Discutimos. Yo decía que estaba pintado de amarillo y ella decía que me
confundía: el arenero era un rectángulo
de roble pintado de azul. Al final se entregó a mí con total confianza, como si
le hablara a una hija más y pude conseguir el número de celular sin
dificultades.
Florencia contestó enseguida. Tenía
la voz tan dulce que me heló. Se parecía muchísimo a la de Sofía. Le conté
quién era, el por qué de la llamada, y expuse en breves líneas la situación de mi
pequeña amiga. Me escuchó atentamente y al terminar no acotó. El silencio se prolongó,
como si el cúmulo de información la hubiese desbordado. Su respiración fue
incrementando de a poco hasta volverse exageradamente turbulenta. La había
puesto nerviosa. Era lógico; estaba hablando con una desconocida que sabía
demasiados detalles de su vida íntima. Intenté sonar lo más maternal que pude y
Florencia se tranquilizó, especialmente cuando me sinceré y le expliqué porqué
me tomaba semejante molestia: por ahora no tenía otra forma de ayudar a Sofía.
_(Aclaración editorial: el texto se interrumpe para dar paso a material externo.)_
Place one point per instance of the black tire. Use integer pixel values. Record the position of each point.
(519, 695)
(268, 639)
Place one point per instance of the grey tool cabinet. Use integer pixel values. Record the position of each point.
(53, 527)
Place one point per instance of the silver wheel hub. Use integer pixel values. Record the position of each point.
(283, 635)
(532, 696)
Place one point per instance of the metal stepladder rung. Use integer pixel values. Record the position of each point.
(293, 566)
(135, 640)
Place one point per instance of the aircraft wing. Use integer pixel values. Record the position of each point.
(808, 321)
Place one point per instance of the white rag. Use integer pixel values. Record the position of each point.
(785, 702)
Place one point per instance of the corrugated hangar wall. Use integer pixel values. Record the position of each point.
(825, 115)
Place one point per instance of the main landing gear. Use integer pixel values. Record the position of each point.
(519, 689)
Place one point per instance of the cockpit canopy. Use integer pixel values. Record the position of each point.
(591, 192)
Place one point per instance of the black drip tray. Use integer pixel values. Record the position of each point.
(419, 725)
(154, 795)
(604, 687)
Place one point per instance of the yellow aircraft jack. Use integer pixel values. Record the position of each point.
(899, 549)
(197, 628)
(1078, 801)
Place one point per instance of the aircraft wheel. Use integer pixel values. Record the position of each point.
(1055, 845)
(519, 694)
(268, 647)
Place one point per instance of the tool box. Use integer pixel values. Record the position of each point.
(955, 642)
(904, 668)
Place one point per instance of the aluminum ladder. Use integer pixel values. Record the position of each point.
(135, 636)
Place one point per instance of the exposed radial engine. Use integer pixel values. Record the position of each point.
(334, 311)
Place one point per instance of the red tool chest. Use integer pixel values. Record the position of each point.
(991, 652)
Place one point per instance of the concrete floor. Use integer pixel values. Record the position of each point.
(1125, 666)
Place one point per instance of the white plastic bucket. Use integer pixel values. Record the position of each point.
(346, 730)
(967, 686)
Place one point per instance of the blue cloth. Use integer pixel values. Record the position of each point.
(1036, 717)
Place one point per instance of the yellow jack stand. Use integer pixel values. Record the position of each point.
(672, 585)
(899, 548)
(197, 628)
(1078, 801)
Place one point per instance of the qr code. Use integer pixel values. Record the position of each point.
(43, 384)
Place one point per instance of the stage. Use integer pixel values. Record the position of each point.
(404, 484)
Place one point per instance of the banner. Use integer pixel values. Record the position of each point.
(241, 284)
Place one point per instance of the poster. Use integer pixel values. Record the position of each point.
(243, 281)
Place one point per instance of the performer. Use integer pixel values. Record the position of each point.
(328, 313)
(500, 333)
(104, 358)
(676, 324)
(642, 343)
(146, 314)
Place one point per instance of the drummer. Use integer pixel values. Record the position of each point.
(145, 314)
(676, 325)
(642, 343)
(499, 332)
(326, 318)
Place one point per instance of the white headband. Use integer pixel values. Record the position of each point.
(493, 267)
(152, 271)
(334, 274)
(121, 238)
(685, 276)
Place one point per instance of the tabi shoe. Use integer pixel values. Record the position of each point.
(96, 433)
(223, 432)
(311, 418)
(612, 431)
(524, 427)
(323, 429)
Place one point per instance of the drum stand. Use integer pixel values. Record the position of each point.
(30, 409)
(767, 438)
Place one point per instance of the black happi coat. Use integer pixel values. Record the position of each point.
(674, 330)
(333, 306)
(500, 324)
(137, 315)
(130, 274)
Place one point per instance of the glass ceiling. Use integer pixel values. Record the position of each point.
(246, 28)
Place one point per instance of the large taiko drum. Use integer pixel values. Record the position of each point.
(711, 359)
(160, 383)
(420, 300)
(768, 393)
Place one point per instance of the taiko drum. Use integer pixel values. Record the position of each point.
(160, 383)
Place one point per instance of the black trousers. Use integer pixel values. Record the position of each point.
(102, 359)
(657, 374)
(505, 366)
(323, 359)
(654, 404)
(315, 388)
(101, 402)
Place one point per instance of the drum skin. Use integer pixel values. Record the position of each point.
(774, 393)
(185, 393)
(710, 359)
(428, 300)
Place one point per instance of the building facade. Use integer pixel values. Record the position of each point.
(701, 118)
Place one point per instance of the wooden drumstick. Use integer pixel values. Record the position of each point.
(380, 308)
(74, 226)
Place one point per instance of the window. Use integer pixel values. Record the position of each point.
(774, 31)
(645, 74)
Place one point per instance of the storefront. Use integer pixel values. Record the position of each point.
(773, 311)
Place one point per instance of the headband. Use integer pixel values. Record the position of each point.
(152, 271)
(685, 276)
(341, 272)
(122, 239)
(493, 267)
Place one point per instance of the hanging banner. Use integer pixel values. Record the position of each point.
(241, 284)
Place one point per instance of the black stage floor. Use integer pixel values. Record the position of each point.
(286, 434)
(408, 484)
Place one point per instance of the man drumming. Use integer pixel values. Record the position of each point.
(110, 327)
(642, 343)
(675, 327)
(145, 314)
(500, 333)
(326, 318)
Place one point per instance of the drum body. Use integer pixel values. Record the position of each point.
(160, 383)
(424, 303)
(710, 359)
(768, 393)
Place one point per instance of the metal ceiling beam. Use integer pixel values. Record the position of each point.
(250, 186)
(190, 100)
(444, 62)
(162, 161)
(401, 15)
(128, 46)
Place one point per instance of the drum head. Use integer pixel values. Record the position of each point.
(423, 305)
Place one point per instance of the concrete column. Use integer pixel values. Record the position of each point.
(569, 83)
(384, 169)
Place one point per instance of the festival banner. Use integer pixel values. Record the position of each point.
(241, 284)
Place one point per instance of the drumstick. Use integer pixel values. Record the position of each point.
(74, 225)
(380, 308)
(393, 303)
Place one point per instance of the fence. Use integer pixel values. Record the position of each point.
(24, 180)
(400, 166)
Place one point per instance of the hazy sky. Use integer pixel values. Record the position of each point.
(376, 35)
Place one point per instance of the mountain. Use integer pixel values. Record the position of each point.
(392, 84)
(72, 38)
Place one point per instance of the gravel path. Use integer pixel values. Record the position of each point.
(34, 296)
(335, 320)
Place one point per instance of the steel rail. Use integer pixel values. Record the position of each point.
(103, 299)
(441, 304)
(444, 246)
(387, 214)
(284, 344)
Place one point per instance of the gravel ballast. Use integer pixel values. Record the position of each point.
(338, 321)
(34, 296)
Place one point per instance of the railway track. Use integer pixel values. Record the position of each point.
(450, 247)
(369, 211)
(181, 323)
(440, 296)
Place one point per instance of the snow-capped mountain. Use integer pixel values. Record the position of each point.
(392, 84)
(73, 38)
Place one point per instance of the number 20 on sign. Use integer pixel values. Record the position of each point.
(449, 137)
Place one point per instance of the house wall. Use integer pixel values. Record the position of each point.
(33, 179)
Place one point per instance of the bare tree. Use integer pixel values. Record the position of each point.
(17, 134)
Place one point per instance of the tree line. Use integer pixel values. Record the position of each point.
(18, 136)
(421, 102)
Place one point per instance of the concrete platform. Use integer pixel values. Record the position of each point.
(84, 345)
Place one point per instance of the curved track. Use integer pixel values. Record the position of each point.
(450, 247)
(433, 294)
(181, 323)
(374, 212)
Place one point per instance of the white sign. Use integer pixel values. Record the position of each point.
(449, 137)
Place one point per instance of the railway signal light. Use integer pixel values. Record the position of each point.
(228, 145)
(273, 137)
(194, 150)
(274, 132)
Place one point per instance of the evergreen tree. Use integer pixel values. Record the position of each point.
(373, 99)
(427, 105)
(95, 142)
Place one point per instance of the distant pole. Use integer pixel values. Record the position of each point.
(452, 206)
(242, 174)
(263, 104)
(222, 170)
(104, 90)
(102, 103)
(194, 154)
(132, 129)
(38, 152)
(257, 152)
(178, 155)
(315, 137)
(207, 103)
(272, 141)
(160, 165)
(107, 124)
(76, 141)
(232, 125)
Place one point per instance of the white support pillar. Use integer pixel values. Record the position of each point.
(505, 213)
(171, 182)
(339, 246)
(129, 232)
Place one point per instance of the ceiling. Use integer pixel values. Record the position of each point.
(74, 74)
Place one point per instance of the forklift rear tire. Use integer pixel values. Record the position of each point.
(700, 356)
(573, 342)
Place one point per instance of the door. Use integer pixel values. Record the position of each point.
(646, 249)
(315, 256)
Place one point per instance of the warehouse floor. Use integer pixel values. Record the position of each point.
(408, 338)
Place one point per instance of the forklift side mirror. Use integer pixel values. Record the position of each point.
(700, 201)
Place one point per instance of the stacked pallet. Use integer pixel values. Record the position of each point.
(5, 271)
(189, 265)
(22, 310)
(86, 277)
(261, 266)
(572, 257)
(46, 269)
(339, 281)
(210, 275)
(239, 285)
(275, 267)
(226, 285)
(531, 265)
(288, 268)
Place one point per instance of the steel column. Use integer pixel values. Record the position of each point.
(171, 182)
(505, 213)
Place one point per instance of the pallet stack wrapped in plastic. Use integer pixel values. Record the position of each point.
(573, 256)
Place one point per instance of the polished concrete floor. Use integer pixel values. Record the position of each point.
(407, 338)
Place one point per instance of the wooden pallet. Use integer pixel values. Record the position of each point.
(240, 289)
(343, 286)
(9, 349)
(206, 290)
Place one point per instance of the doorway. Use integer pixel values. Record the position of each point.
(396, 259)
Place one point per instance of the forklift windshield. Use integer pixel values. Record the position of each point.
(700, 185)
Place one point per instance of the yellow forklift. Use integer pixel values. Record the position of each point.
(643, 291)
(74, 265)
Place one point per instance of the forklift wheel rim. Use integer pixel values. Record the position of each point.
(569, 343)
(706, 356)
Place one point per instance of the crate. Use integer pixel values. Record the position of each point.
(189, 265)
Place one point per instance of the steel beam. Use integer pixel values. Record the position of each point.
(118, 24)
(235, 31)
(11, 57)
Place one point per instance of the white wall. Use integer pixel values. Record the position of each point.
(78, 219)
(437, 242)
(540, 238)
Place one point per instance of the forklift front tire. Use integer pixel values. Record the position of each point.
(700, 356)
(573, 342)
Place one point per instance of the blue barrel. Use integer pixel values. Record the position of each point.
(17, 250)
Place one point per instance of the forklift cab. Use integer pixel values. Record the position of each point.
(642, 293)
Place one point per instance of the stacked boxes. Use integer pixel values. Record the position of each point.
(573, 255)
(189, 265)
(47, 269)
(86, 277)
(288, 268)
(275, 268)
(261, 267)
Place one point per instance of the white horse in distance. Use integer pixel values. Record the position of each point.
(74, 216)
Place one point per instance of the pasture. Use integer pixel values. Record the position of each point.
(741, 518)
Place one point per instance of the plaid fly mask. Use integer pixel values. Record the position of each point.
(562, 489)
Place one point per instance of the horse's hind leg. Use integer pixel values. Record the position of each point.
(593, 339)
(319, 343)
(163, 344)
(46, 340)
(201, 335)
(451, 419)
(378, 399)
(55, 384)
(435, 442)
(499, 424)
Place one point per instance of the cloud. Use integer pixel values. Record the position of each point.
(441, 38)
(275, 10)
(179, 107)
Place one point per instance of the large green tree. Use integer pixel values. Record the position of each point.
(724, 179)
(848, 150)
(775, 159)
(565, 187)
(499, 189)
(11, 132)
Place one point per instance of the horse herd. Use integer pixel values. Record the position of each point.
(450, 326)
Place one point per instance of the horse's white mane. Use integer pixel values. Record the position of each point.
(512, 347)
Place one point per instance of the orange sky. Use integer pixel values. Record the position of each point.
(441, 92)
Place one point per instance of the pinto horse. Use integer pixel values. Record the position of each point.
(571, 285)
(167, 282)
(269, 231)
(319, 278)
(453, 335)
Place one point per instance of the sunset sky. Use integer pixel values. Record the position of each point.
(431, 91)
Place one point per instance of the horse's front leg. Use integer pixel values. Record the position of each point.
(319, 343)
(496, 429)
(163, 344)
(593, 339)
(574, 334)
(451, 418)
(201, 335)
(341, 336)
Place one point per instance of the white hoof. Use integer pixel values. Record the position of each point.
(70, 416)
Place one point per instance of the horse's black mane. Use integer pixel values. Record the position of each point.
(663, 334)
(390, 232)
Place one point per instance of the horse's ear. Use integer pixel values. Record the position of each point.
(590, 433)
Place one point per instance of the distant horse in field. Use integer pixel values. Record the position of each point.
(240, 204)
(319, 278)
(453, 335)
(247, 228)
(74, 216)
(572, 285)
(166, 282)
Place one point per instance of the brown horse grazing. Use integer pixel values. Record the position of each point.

Reunirlas, aunque fuera una vez al mes, era la única solución que encontraba para
hacer de su vida, una vida más alegre. Se desarmó. Soltó unos
sollozos inacabables. No supe distinguir si lo hacía por el llamado en sí, por los
nervios, la emoción o porque iba a volver a encontrarse con Sofía. Hablamos
unos minutos más y le pasé la dirección, mi nombre completo, y el número de
Maxi por si algo llegaba ocurrir. Me agradeció y prometió pasar mañana a la
tarde sin falta.
Estaba tan contenta con las noticias que
apenas corté necesité trasmitírselo a alguien. Como Maxi no estaba y Laura
había desconectado el teléfono, recurrí al único que encontré disponible: mi
compañero de fobia. Nicolás me estaba esperando en línea como las dos últimas
noches, aguardando la novedades de mi segundo viaje en el 101.